By: Lizbeth V. West
In Teed v. Thomas & Betts Power Solutions LLC, the Seventh Circuit held that a company that acquired another business’s assets at a receiver’s auction was responsible for paying a $500,000 settlement reached in a Fair Labor Standards Act (FLSA) lawsuit between the predecessor business and its employees. The acquiring company knew about the FLSA lawsuit prior to the asset acquisition and specifically disclaimed liability for the lawsuit as a condition of the asset-transfer agreement. The court essentially held that the disclaimer was irrelevant. The court ruled that an explicit contractual disclaimer of the FLSA liability was not a good enough reason standing alone to avoid the "default rule" that a predecessor’s FLSA liability should normally be imposed upon the successor, unless there are good reasons not to do so.

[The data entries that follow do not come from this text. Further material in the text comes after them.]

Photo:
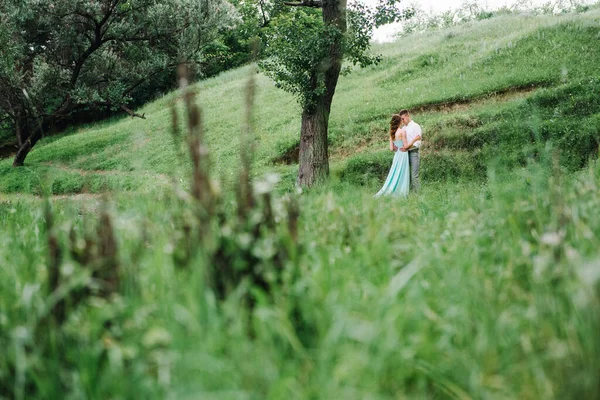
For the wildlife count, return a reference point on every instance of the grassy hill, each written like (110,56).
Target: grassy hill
(486,284)
(474,88)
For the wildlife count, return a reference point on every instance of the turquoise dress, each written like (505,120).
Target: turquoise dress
(398,180)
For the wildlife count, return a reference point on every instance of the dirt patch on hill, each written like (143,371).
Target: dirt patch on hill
(447,107)
(498,96)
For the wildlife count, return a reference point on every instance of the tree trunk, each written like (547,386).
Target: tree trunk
(26,148)
(19,132)
(314,156)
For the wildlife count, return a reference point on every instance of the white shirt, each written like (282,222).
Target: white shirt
(412,130)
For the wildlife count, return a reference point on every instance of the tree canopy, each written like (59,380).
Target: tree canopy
(62,57)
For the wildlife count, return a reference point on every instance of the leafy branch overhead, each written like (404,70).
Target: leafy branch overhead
(75,56)
(298,43)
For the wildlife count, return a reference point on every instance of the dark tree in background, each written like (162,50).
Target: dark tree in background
(63,57)
(304,54)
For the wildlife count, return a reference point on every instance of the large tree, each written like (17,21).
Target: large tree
(305,50)
(65,57)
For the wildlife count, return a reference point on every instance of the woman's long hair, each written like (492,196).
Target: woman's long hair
(394,125)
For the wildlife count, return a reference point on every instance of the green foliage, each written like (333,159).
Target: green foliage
(483,285)
(79,57)
(299,48)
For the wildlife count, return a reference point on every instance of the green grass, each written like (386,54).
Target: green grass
(483,285)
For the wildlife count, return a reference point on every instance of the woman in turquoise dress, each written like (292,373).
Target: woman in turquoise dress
(398,179)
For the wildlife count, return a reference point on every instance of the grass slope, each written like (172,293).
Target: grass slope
(483,285)
(466,65)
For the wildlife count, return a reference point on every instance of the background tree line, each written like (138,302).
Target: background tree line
(81,60)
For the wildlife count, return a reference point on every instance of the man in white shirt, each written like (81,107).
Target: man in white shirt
(413,137)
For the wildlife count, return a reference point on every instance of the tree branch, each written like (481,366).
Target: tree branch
(130,112)
(306,3)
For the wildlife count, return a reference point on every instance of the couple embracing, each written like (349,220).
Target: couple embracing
(405,140)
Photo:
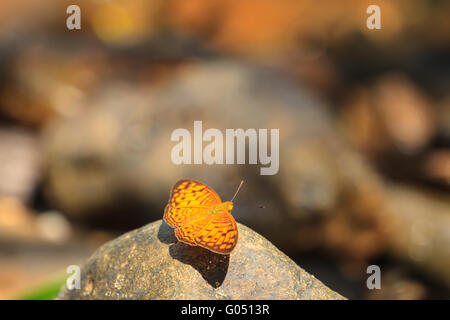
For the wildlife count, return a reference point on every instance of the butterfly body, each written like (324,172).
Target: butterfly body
(200,218)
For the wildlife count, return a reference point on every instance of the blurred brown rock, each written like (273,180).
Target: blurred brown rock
(117,155)
(392,115)
(19,162)
(421,224)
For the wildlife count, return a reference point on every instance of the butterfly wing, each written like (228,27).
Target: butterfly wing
(220,235)
(188,198)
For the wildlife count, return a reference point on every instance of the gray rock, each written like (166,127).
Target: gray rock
(149,263)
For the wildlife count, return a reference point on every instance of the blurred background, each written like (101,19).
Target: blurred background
(364,118)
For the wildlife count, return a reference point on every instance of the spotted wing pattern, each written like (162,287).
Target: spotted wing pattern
(188,198)
(200,218)
(220,235)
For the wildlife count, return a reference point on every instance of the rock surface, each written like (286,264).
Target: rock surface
(149,263)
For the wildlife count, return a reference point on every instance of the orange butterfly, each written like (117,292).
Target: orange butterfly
(200,218)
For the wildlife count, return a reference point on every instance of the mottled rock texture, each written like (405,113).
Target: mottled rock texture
(149,263)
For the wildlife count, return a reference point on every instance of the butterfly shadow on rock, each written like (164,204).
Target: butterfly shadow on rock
(213,267)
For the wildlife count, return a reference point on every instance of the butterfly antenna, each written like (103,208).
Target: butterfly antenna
(239,188)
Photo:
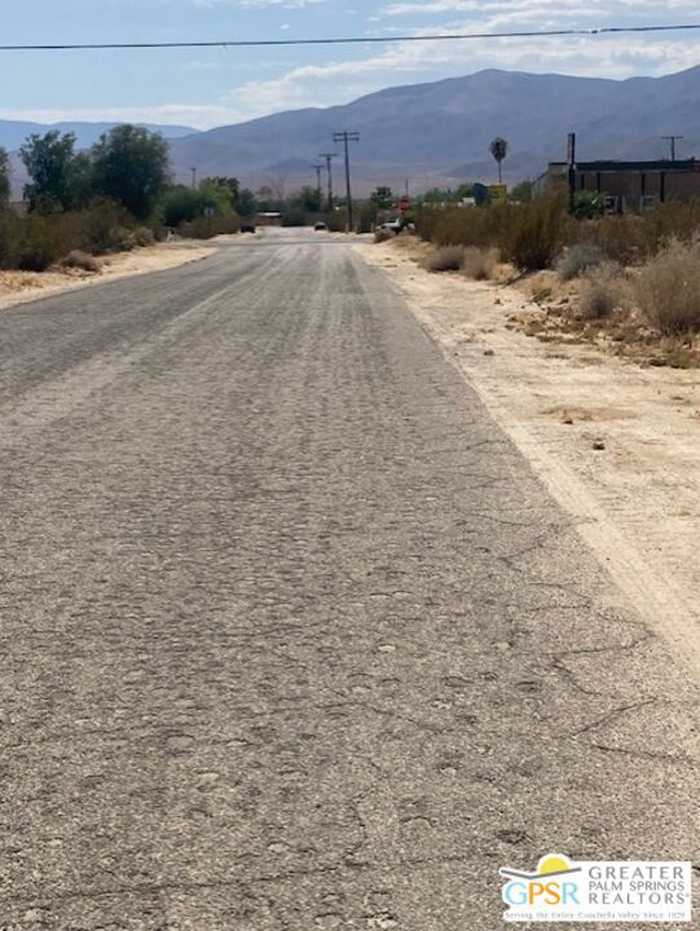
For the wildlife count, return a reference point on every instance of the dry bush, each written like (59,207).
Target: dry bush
(667,289)
(79,259)
(667,222)
(40,245)
(381,235)
(479,264)
(535,233)
(144,236)
(578,259)
(603,291)
(445,259)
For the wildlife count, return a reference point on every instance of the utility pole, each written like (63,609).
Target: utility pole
(328,156)
(318,169)
(346,137)
(672,141)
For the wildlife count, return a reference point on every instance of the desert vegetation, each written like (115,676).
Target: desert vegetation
(115,197)
(633,280)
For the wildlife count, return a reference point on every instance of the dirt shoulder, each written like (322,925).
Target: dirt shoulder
(21,287)
(617,444)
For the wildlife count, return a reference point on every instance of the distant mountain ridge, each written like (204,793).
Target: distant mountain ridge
(437,132)
(441,130)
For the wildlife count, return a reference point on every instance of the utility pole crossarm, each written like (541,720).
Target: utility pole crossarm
(672,140)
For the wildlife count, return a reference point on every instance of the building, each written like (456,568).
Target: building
(634,185)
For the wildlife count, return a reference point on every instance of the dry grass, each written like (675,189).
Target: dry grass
(479,264)
(79,259)
(603,291)
(445,259)
(578,259)
(667,289)
(381,235)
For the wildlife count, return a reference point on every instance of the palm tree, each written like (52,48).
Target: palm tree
(499,150)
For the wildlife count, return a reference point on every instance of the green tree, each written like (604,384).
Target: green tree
(499,150)
(4,177)
(382,197)
(131,166)
(81,181)
(522,192)
(246,205)
(49,160)
(231,185)
(181,204)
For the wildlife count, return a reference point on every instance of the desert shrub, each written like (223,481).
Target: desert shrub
(478,264)
(40,244)
(534,233)
(445,259)
(579,258)
(667,289)
(97,226)
(144,236)
(621,238)
(208,227)
(79,259)
(602,291)
(667,222)
(122,239)
(10,235)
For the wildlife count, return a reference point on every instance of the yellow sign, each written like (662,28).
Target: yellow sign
(498,192)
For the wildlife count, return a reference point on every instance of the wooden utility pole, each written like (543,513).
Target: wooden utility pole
(318,169)
(328,156)
(346,137)
(672,141)
(571,159)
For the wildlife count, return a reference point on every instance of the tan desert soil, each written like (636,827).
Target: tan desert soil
(20,287)
(617,444)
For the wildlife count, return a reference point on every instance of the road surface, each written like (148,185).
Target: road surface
(291,637)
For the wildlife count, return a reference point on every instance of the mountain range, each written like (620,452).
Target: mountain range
(439,132)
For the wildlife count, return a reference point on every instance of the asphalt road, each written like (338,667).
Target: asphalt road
(291,636)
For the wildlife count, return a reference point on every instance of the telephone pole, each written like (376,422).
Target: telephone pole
(328,156)
(672,141)
(346,137)
(318,169)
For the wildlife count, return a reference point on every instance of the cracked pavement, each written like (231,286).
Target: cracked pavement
(292,637)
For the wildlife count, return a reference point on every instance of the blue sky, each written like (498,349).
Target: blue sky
(213,87)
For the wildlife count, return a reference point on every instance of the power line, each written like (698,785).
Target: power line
(345,137)
(355,40)
(672,140)
(328,156)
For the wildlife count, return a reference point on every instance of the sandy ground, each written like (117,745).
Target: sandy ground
(20,287)
(618,445)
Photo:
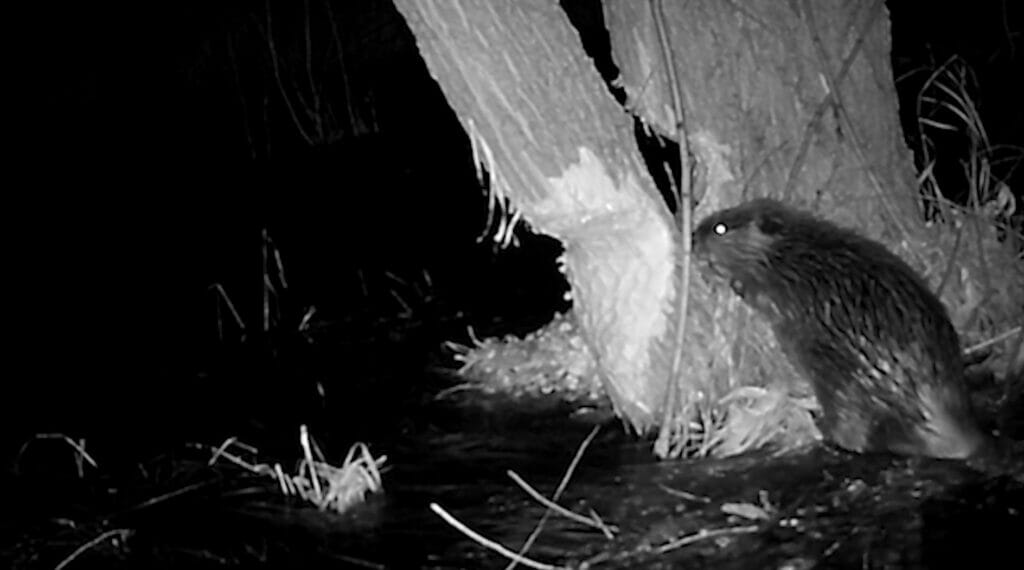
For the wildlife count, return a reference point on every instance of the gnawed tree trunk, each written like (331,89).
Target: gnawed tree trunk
(791,99)
(562,151)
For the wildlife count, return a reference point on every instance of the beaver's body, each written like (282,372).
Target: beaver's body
(864,330)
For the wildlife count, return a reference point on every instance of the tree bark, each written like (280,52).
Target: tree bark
(792,99)
(560,150)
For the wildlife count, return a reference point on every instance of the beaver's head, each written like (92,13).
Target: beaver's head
(734,245)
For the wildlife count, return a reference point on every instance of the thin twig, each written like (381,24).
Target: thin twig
(705,533)
(558,491)
(487,542)
(122,532)
(554,507)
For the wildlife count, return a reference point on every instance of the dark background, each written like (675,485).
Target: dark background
(153,147)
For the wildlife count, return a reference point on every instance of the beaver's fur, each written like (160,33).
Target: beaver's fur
(865,331)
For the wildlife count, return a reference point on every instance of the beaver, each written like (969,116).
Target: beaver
(854,319)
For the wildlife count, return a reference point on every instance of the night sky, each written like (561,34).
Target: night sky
(154,146)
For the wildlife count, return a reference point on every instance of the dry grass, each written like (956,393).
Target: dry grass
(327,486)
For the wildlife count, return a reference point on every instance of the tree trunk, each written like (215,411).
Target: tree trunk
(791,99)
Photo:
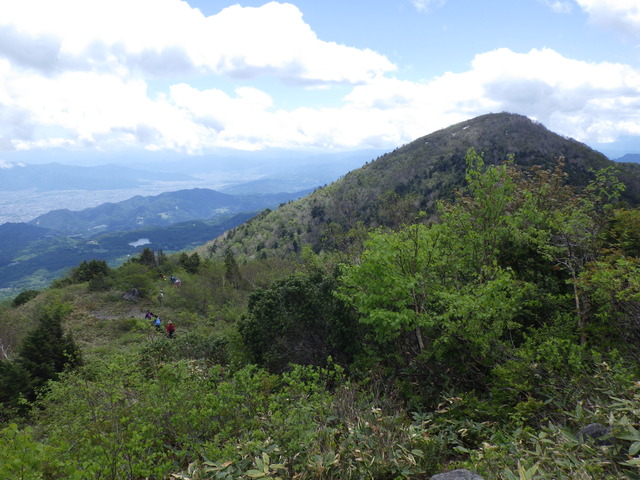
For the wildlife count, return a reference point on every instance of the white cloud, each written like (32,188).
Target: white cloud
(165,37)
(618,15)
(79,74)
(559,6)
(423,5)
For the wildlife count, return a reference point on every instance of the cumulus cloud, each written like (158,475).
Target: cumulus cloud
(423,5)
(94,83)
(165,37)
(559,6)
(618,15)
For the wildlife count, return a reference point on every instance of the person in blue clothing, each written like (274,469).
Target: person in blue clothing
(170,329)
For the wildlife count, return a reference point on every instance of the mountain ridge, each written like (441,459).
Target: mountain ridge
(413,178)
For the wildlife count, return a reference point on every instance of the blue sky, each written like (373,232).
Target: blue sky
(193,77)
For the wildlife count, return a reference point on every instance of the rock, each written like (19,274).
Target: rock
(460,474)
(132,294)
(596,433)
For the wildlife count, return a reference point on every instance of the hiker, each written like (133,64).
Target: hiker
(170,329)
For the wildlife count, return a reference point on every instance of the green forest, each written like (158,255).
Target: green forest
(500,335)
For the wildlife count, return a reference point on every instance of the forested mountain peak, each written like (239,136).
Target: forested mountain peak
(393,188)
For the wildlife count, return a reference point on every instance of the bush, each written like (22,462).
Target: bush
(23,297)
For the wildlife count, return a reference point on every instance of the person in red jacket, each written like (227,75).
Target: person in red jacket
(171,329)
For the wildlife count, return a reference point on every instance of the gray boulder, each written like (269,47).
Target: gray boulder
(132,294)
(460,474)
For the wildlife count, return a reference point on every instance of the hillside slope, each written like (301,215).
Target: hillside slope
(393,188)
(158,210)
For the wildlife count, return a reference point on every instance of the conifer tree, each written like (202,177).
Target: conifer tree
(46,351)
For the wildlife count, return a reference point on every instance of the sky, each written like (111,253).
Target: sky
(193,77)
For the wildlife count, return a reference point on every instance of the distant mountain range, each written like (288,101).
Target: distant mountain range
(56,176)
(158,210)
(385,191)
(391,189)
(34,253)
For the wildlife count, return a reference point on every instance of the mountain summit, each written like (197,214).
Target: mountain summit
(414,177)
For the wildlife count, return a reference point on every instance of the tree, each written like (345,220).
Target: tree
(191,263)
(87,271)
(46,351)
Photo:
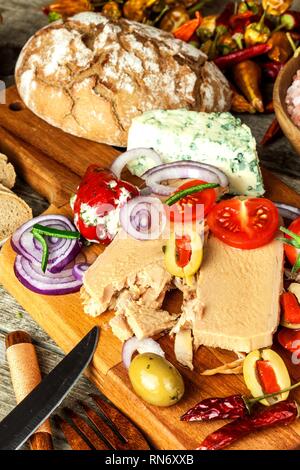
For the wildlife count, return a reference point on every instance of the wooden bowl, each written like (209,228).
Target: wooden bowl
(283,82)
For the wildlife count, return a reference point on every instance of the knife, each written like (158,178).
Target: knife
(23,420)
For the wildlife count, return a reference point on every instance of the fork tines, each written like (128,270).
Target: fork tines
(109,429)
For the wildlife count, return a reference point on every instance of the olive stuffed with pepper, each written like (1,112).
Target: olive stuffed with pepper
(156,380)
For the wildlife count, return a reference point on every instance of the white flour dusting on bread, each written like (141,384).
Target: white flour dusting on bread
(91,76)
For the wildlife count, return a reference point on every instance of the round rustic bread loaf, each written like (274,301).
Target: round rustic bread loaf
(91,76)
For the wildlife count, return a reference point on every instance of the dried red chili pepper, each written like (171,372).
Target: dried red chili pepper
(272,69)
(231,407)
(274,130)
(186,31)
(290,20)
(239,56)
(282,413)
(241,19)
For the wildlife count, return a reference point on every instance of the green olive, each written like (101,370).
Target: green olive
(156,380)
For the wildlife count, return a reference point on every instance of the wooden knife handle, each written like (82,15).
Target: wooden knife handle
(26,375)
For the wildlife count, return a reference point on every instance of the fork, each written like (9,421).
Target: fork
(114,430)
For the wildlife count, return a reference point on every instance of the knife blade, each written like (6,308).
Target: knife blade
(31,412)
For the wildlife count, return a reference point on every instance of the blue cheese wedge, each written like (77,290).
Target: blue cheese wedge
(218,139)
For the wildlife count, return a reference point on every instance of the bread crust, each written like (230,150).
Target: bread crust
(91,76)
(7,172)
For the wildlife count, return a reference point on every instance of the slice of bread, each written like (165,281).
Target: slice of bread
(4,189)
(14,212)
(7,172)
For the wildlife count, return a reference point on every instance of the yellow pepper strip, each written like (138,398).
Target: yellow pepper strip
(195,259)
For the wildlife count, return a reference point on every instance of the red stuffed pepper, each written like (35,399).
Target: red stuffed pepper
(97,204)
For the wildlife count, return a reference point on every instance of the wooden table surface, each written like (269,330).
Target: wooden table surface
(20,21)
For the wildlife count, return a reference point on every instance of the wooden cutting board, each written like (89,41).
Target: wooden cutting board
(52,162)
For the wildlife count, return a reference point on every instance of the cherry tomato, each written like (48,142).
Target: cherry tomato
(244,223)
(206,197)
(291,252)
(289,339)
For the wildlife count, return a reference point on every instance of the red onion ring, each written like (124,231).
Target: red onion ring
(141,345)
(61,250)
(143,218)
(182,170)
(33,278)
(123,159)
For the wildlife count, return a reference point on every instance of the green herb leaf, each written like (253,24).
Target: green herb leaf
(296,266)
(54,232)
(43,242)
(294,236)
(188,191)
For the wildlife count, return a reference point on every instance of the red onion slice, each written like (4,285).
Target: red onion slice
(287,211)
(139,153)
(79,270)
(61,250)
(143,218)
(142,346)
(182,170)
(33,278)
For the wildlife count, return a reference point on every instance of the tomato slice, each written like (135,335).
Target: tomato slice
(244,223)
(290,252)
(183,251)
(207,198)
(267,377)
(289,339)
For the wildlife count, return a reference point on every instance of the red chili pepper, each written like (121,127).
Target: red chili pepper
(231,407)
(290,307)
(274,130)
(241,18)
(187,30)
(239,56)
(272,69)
(282,413)
(267,377)
(290,20)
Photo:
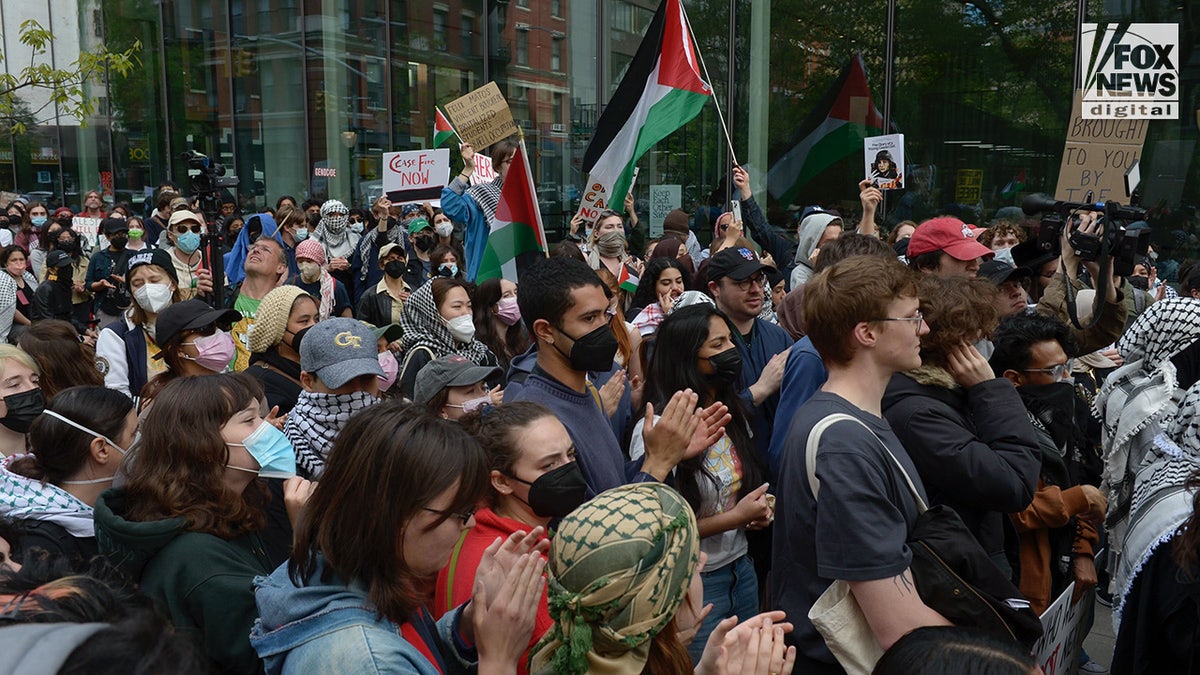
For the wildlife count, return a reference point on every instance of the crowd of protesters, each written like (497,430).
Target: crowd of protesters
(341,452)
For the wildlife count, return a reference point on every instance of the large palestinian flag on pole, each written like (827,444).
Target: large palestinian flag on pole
(661,91)
(833,131)
(517,237)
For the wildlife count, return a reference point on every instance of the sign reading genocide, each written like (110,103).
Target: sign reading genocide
(1097,154)
(483,117)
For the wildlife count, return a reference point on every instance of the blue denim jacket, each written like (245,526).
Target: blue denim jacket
(333,627)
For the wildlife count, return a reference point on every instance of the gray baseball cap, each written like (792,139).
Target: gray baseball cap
(451,370)
(339,350)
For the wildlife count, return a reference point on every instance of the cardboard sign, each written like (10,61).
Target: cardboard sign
(1062,633)
(664,199)
(883,159)
(415,175)
(483,117)
(1096,156)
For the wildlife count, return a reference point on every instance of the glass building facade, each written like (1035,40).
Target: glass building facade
(277,89)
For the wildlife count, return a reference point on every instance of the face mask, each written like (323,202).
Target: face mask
(23,408)
(394,269)
(557,493)
(189,242)
(509,311)
(390,369)
(309,270)
(594,351)
(214,352)
(474,404)
(726,365)
(154,297)
(462,328)
(273,452)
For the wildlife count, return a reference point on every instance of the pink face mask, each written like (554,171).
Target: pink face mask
(390,369)
(509,311)
(214,352)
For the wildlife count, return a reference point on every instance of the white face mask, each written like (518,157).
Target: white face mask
(154,297)
(462,328)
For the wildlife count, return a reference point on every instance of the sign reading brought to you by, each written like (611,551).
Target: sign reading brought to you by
(483,117)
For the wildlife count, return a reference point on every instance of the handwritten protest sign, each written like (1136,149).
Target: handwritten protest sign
(415,175)
(483,117)
(1096,156)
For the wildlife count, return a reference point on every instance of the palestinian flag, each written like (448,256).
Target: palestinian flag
(627,279)
(517,237)
(833,131)
(661,91)
(442,129)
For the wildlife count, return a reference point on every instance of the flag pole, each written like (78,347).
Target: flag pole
(691,34)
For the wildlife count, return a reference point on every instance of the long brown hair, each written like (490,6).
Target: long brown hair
(389,461)
(178,469)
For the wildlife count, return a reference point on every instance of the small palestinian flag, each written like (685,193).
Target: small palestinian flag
(627,280)
(442,129)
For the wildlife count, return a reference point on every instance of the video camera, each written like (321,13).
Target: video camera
(1125,246)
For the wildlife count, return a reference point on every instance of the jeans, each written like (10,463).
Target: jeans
(733,590)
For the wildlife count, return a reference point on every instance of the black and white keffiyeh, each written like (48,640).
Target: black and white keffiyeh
(315,422)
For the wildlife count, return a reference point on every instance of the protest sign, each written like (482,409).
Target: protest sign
(664,199)
(1062,634)
(1097,154)
(883,159)
(483,117)
(415,175)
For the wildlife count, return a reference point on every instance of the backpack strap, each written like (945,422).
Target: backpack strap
(811,446)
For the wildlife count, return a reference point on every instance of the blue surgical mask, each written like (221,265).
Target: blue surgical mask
(273,452)
(189,242)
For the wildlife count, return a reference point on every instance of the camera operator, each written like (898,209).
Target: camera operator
(1054,299)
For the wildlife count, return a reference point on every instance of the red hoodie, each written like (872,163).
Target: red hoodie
(456,580)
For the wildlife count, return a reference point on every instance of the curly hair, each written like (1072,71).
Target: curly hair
(957,310)
(178,469)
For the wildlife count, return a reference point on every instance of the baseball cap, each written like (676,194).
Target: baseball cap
(453,370)
(948,234)
(999,272)
(739,263)
(189,315)
(159,257)
(339,350)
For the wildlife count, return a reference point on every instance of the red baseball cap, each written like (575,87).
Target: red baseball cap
(948,234)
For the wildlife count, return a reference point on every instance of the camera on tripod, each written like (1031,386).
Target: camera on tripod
(1125,246)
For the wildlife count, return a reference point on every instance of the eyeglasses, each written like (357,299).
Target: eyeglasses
(463,517)
(917,318)
(1057,371)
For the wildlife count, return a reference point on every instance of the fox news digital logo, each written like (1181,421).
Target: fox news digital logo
(1131,71)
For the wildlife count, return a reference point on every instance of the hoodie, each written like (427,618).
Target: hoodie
(70,530)
(329,626)
(202,581)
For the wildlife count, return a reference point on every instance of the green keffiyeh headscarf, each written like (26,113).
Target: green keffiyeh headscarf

The court concluded among other things that, if an acquiring employer could contractually disclaim liability in this fashion, the "statutory goals" of the FLSA would be frustrated, and "a violator of the Act could escape liability or at least make relief much more difficult to obtain." The court also rejected a variety of other arguments to the effect that finding successor liability would be inequitable or economically unwise.
This case is another reminder of how important it is in M&As to conduct employment due diligence to analyze any actual or potential (sleeping) liability that the predecessor may have that the successor may be found responsible for under the successor liability doctrine.